240 Gb/s optical transmission based on an ultrafast silicon microring modulator

An ultrafast microring modulator (MRM) is fabricated and presented with V-pi.L of 0.825 V.cm. A 240 Gb/s PAM-8 signal transmission over 2 km standard single-mode fiber (SSMF) is experimentally demonstrated. PN junction doping concentration is optimized, and the overall performance of the MRM is improved. Optical peaking is introduced to further extend the EO bandwidth from 52 to 110 GHz by detuning the input wavelength. A titanium nitride heater with 0.1 nm/mW tuning efficiency is implemented above the MRM to adjust the resonant wavelength.
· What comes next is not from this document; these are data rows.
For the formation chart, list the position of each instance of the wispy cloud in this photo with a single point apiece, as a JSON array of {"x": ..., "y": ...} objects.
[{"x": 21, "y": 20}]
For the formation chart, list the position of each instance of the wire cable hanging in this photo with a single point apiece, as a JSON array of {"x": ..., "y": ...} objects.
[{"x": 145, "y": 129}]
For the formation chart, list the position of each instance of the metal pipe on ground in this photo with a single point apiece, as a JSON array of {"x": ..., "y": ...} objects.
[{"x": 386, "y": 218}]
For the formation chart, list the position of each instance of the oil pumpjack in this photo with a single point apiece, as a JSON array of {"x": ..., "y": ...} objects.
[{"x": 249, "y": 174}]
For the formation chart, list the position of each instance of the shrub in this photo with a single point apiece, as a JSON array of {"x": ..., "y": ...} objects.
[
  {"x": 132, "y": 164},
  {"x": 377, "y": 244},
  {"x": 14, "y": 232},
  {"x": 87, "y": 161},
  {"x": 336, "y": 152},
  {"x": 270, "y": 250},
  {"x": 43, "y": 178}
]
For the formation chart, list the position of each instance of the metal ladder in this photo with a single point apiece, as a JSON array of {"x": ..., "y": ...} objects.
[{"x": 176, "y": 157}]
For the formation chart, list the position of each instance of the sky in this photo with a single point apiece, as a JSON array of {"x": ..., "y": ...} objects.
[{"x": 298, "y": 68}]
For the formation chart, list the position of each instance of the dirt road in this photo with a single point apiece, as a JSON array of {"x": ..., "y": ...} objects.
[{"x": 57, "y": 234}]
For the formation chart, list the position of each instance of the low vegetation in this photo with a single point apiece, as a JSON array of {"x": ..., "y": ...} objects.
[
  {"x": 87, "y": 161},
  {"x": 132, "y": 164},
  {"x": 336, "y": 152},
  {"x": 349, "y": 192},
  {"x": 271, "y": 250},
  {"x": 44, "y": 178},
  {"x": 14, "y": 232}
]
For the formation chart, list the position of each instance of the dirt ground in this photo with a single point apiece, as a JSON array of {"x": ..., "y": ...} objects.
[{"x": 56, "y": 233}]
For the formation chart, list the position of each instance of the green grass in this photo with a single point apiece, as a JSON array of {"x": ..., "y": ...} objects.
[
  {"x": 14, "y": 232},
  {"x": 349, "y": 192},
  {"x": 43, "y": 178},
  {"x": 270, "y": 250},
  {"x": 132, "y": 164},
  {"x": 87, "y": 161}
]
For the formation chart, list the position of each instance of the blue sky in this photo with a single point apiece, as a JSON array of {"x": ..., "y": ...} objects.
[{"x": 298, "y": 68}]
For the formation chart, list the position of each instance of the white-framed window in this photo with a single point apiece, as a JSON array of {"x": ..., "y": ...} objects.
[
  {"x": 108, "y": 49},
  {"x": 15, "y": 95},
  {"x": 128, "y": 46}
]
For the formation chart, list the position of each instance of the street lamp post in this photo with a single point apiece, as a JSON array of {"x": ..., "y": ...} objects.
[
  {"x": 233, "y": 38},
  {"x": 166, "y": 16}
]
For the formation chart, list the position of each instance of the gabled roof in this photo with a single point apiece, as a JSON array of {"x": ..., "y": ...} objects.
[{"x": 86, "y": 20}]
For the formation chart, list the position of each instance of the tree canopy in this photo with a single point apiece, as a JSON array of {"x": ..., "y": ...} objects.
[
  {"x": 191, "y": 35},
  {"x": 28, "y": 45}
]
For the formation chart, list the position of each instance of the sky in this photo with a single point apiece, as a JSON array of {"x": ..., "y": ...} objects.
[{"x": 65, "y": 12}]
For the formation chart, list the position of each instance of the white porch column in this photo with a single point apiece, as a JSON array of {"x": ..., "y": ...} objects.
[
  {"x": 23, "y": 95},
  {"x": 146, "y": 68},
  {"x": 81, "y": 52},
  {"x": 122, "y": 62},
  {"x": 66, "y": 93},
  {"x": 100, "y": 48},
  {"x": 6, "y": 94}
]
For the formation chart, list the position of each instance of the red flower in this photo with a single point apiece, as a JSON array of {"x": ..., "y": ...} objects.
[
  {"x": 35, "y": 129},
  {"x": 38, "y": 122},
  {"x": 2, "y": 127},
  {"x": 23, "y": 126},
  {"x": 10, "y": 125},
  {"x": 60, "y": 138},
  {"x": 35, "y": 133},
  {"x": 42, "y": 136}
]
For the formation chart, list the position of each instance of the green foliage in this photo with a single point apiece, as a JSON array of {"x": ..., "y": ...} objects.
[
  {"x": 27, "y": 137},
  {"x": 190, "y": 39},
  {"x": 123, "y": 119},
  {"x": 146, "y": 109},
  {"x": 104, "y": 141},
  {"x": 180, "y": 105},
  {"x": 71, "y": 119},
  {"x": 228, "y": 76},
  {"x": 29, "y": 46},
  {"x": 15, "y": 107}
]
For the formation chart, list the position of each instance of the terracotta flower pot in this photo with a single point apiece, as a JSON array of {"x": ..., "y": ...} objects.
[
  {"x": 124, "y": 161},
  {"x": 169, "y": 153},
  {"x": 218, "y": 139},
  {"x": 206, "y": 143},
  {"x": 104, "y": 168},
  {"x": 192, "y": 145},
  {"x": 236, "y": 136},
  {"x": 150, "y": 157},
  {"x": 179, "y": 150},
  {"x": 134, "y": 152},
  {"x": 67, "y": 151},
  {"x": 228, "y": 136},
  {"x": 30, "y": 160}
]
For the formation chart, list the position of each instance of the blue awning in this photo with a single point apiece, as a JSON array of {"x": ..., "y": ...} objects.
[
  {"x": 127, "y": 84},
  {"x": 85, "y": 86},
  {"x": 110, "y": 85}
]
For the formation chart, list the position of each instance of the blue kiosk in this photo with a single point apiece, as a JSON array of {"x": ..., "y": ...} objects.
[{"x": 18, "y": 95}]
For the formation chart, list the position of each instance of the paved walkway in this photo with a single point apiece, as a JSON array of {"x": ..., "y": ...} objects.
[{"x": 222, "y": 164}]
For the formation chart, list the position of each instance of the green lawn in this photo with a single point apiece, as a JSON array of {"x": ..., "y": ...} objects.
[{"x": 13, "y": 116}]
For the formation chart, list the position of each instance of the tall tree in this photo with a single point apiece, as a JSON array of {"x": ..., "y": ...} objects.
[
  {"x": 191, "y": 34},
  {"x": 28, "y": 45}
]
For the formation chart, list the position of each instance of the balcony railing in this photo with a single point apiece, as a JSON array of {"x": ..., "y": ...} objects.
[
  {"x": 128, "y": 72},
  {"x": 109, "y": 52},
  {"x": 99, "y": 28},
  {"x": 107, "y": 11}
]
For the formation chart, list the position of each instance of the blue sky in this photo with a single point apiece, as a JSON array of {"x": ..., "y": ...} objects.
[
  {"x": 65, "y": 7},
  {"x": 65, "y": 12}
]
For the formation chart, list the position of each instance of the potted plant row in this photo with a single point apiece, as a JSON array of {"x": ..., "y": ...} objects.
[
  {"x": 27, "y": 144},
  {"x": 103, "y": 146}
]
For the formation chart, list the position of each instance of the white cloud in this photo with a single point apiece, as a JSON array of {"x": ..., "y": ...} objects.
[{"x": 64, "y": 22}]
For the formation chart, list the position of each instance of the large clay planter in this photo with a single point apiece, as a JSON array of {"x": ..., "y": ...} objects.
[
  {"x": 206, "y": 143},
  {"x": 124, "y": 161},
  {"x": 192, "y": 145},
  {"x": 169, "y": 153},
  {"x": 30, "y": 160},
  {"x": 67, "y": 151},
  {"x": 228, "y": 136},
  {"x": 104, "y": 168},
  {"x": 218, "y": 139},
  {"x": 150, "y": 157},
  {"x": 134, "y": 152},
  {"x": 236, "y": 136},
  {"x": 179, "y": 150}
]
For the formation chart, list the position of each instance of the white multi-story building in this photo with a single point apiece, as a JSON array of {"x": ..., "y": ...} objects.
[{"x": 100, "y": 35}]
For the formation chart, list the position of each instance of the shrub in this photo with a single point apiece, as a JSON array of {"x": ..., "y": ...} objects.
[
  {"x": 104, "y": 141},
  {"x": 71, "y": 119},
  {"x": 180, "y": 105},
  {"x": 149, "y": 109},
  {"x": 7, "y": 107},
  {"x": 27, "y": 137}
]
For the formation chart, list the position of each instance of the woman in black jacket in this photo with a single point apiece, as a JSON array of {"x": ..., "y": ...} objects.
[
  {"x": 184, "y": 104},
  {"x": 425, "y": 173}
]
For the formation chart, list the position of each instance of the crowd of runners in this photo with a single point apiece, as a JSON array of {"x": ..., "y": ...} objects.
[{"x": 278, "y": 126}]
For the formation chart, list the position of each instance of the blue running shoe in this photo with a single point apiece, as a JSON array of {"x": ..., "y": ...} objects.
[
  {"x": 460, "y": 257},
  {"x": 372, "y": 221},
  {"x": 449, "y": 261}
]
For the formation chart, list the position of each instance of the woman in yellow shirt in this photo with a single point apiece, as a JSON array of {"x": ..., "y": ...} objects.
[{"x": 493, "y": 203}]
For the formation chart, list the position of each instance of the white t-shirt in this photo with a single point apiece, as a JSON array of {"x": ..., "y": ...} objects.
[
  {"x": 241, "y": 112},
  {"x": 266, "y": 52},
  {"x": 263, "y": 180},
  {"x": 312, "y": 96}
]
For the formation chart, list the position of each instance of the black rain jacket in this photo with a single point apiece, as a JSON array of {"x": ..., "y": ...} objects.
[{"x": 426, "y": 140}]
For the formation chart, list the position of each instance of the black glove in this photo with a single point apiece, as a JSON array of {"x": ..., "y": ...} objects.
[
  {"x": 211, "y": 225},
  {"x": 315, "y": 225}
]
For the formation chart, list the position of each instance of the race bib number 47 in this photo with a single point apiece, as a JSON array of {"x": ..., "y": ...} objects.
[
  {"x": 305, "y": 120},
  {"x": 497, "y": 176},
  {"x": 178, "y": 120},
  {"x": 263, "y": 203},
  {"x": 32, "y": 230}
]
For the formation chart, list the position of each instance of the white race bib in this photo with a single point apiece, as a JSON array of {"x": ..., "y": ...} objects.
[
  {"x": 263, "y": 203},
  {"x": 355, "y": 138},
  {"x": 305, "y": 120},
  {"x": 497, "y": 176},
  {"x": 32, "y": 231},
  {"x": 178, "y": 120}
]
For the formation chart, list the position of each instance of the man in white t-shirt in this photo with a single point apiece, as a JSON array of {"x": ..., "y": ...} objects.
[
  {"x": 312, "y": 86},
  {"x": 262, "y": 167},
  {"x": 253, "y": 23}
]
High bit rate modulations based on the high-performance and compact MRM are carried out. By adopting off-line signal processing in the transmitter and receiver side, 120 Gb/s NRZ, 220 Gb/s PAM-4, and 240 Gb/s PAM-8 are measured with the back-to-back bit error ratio (BER) of 5.5 x 10(-4), 1.5 x 10(-2), and 1.4 x 10(-2), respectively. A BER with different received optical power and 2 km SSMF transmission is also investigated. The BER for 220 Gb/s PAM-4 and 240 Gb/s PAM-8 after 2 km SSMF transmission is calculated to be 1.7 x 10(-2) and 1.5 x 10(-2), which meet with the threshold of soft-decision forward-error correction, respectively. (C) 2022 Chinese Laser Press

Automated summary

This article presents an ultrafast microring modulator (MRM) with improved performance through optimized PN junction doping concentration. The MRM demonstrates the transmission of a 240 Gb/s PAM-8 signal over 2 km standard single-mode fiber (SSMF). By introducing optical peaking and using a titanium nitride heater, the electro-optic bandwidth of the MRM is further extended. High bit rate modulations, such as 120 Gb/s NRZ, 220 Gb/s PAM-4, and 240 Gb/s PAM-8, are achieved using the high-performance and compact MRM. The article also investigates the bit error ratio (BER) for different received optical power and 2 km SSMF transmission.